Arizona Republic, 12/8/13, “In Harm’s Way”

This four-part series starts with the main findings of an Arizona Republic analysis of the state’s wildfires, which found these forests to be “dangerously overgrown.” According to the Republic, this hasn’t hindered development. “Since 1990 [Arizonans] built more than 230,000 homes and other structures in wildfire-prone areas, creating risks for themselves and the firefighters called upon to protect them.”

The series features videos, photo slideshows and maps of both wildfires and the homes in their way. The analysis also looks at the cost of fighting fires, efforts to protect these areas, and the role of watersheds and climate change.

ABC15, 12/4/13, “Arizona state mental hospital puts patients in danger according to federal inspectors

In September ABC15 reported on the death of patient Christopher Blackwell at the Arizona state mental hospital, which triggered a federal investigation of the facility.
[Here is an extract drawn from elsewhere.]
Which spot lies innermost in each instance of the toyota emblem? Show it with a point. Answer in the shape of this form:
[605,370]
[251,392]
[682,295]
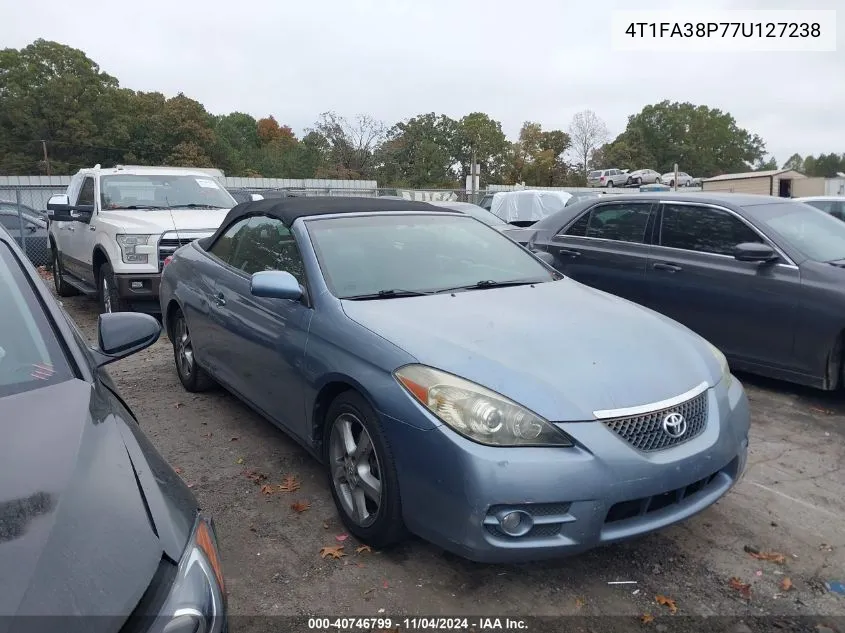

The results of the investigation show that the hospital “puts patients in danger, has a dangerous shortage of staffing and lacks oversight,” according to ABC15.

Nationally:

NPR, 12/6/13, “Planet Money makes a t-shirt: The world behind a simple shirt, in five chapters”

The team at NPR’s Planet Money used a Kickstarter campaign to fund this ambitious look into the worldwide network needed to create a t-shirt. The series starts in U.S. cotton fields and factories then heads to Bangladesh and Brazil, where the raw materials actually become a shirt. Planet Money then follows the shirt on its way back to the United States and the costs of global shipping. The team tells the stories of the shirt, of course, but also the people who worked on it, the costs behind all parts of the process and the history of the various industries involved.

ProPublica, 12/6/13, “Federal Flood Maps Left New York Unprepared for Sandy—and FEMA Knew It”

ProPublica investigated FEMA risk maps of New York and New Jersey and found that they showed flaws which “understated the dangers in New York City’s low-lying areas.” These maps were used by officials and residents alike to decide where to purchase property and prepare for natural disasters. The investigation also includes a mapping component that breaks the data down to the street level.